But five and a half years after Hartsaw’s death, CLERB has yet to release its findings. Hartsaw’s name is at the top of CLERB’s list of the 46 deaths it’s investigating, the most open death cases in the board’s 25-year history.
At the start of 2011, 7 months before Hartsaw’s death, CLERB had simply 6 open death examinations. That number grew to 19 by the end of 2014, then to 35 in December 2015 and 46 by the end of 2016.
The steep increase doesn’t seem connected to a spike in deaths involving county police officers. Simply puts, the issue appears to be on CLERB’s end– it’s finishing far fewer death examinations, although the variety of cases coming over the last a number of years has actually stayed reasonably consistent. Between 2005 and 2012, for example, CLERB opened approximately 16 investigations a year and finished an average of 18. From 2012 to 2016, it opened approximately 15 investigations a year but finished less than half that number.

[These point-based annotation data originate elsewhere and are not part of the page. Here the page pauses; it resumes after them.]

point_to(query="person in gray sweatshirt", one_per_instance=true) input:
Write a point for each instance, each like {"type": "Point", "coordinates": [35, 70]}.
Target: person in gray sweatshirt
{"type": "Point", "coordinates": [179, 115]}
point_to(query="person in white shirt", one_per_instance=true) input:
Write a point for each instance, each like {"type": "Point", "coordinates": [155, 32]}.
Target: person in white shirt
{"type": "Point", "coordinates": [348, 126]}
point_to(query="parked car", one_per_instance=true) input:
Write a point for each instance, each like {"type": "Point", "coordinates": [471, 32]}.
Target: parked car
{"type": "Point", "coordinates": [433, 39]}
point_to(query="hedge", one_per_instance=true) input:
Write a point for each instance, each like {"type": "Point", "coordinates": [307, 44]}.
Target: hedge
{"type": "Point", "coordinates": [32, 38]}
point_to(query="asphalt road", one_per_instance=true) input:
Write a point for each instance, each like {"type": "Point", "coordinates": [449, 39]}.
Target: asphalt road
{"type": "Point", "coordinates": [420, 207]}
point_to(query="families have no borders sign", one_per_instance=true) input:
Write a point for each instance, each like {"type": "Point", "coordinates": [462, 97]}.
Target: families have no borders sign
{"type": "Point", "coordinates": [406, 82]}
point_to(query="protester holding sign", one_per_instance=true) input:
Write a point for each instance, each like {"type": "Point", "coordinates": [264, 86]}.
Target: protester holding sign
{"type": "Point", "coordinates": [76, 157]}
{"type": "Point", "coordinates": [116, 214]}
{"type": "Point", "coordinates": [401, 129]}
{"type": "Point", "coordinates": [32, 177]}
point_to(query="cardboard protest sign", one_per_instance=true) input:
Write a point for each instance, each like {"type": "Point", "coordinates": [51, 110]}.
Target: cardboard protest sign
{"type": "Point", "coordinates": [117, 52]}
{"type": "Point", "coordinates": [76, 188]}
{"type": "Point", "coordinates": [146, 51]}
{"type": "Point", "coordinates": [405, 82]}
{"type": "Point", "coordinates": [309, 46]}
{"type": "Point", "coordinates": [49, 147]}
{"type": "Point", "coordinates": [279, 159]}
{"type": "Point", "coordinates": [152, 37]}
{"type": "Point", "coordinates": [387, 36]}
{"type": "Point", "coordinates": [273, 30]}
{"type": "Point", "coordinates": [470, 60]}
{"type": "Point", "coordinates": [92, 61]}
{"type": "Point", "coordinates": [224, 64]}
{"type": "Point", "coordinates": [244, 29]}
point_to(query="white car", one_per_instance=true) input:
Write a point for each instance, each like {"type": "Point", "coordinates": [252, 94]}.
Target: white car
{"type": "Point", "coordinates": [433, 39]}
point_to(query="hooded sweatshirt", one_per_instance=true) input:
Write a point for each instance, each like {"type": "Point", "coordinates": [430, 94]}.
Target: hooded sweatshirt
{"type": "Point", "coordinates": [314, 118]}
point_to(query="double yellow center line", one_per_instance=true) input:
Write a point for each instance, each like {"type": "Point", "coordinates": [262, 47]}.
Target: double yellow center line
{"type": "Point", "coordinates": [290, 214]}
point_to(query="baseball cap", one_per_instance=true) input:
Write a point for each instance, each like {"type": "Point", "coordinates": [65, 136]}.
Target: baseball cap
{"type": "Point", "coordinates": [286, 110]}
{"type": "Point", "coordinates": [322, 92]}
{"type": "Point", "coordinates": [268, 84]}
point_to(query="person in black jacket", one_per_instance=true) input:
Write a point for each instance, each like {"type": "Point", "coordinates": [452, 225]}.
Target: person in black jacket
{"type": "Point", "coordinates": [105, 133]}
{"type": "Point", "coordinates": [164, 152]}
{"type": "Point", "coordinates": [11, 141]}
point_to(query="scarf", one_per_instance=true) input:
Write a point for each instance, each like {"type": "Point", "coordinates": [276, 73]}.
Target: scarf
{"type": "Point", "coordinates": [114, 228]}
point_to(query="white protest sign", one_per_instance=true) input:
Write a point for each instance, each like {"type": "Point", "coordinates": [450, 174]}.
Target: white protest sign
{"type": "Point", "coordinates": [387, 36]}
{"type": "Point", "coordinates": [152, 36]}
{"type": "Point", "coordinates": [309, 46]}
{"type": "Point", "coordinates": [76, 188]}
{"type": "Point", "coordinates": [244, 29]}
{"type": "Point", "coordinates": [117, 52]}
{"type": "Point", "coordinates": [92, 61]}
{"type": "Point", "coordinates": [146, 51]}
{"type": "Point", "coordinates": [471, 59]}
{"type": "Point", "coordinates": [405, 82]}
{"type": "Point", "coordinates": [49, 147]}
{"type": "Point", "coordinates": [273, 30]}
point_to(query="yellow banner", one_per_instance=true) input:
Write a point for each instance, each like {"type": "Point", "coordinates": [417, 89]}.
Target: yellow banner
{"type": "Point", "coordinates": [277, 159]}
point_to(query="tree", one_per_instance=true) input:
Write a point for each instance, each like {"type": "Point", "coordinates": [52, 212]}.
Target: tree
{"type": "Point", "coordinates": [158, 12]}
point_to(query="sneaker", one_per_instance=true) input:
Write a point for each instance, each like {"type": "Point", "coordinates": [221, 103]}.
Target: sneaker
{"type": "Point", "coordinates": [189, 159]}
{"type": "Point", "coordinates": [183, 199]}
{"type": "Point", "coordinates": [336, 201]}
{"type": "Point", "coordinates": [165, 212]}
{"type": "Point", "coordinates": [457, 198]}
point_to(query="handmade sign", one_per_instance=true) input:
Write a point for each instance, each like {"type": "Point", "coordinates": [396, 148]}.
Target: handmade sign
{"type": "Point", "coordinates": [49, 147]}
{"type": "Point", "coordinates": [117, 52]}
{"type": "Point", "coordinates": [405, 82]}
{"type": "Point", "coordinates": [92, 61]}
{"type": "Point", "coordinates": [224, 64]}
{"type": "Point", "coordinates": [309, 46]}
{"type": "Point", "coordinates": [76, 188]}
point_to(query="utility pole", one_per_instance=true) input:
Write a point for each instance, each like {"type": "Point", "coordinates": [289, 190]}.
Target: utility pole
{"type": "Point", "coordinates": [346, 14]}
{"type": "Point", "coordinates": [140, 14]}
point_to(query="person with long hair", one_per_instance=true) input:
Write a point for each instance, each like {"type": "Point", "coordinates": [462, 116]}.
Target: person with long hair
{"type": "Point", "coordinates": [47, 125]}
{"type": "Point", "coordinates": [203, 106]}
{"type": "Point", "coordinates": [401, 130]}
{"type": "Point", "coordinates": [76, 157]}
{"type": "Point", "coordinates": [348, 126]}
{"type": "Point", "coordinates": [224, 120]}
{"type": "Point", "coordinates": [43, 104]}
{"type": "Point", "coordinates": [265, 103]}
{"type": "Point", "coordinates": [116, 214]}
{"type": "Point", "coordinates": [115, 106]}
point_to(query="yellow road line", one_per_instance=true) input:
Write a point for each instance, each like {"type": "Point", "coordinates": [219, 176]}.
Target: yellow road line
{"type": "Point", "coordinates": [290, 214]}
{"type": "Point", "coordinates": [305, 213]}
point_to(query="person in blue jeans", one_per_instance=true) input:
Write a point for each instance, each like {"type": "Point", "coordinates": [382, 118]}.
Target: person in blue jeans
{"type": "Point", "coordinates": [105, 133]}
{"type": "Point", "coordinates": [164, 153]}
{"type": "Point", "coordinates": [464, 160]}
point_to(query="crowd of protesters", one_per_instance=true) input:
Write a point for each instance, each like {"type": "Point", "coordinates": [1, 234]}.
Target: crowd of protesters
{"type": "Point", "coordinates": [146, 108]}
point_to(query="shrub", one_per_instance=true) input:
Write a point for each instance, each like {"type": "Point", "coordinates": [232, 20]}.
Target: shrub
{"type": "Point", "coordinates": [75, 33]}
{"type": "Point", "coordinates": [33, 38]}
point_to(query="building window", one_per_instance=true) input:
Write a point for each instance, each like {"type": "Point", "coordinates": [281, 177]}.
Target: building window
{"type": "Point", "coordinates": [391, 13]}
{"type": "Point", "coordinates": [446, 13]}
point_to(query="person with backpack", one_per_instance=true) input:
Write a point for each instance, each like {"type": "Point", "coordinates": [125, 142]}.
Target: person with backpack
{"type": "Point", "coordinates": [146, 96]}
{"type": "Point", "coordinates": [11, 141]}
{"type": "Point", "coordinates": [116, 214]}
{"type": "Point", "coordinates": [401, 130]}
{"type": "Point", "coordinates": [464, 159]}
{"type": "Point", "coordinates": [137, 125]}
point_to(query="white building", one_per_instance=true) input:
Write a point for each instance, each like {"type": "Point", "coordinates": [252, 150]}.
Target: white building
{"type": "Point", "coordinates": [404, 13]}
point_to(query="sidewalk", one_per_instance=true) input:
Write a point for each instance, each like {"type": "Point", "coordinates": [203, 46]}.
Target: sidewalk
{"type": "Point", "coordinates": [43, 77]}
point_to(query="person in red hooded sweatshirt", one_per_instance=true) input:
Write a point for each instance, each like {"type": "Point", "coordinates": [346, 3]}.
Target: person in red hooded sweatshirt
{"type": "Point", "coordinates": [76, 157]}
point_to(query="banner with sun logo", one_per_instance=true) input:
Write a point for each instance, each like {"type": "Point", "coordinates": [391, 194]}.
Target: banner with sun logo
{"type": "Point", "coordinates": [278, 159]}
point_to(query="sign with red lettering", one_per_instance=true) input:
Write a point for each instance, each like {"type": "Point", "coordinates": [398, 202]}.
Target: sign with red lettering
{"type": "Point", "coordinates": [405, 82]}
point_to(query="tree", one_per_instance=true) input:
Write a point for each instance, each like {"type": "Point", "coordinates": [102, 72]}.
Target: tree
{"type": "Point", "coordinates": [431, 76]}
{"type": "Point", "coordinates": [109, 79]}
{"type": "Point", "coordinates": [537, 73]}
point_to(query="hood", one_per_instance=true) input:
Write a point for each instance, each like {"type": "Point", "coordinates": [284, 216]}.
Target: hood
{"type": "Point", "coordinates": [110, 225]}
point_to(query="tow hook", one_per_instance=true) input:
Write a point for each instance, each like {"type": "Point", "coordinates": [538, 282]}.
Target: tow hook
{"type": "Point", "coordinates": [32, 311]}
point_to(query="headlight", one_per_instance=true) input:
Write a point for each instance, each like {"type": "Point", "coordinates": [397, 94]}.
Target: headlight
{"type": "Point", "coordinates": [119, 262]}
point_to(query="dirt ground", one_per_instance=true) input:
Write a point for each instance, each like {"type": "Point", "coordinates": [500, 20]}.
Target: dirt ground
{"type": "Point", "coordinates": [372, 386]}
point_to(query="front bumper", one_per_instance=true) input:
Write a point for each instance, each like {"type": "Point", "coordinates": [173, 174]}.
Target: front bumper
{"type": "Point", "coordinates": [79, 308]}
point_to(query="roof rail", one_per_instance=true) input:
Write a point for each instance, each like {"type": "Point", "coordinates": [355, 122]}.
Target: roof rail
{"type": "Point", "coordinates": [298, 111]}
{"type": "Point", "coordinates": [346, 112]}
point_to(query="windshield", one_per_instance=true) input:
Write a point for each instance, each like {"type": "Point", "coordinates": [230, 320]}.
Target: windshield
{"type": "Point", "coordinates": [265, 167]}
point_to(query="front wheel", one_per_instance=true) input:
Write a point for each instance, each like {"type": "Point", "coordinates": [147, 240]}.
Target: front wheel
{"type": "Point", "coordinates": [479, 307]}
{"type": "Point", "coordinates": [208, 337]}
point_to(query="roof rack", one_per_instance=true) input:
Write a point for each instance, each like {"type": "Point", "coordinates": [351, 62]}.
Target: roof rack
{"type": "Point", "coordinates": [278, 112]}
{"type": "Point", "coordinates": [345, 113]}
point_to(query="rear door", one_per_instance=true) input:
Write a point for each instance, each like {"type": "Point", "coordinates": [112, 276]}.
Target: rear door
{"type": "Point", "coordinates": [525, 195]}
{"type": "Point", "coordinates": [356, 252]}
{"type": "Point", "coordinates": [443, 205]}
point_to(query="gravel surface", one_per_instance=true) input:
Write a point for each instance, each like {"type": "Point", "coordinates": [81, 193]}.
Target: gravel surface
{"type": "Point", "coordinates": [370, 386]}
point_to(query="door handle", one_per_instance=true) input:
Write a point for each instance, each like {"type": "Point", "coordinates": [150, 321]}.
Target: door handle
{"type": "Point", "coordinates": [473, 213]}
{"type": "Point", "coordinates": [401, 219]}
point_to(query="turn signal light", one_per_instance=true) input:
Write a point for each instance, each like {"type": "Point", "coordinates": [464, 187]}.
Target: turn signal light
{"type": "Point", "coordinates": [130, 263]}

Take legal action against Quinn, who acted as CLERB’s very first special investigator and, from 1995 to 1997 as its executive officer, said the board has to focus on the most serious cases– deaths in county jails and lethal use-of-force– “so you prevent the next one from happening.”
” We focused on [those cases] since they were the most potentially damaging to residents, the officers and the county in liability,” she said.
Hartsaw’s case is by far the earliest open investigation, followed by nine deaths that occurred in 2013, two of which prompted suits against the county that have already been settled. In November 2015, the county accepted pay $1.5 million to the household of Rosemary Summers, a 16-year-old who devoted suicide in a Kearny Mesa juvenile detention facility after repeatedly telling personnel she prepared to kill herself. Robert Lubsen’s family agreed to an $80,000 settlement after taking legal action against the county for failing to put the 26-year-old on suicide watch after he aimed to hang himself in a holding cell. Lubsen was instead housed on the Vista Detention Center’s second flooring and jumped to his death a day after he was reserved. The suit declared his cellmate cautioned deputies the boy was self-destructive.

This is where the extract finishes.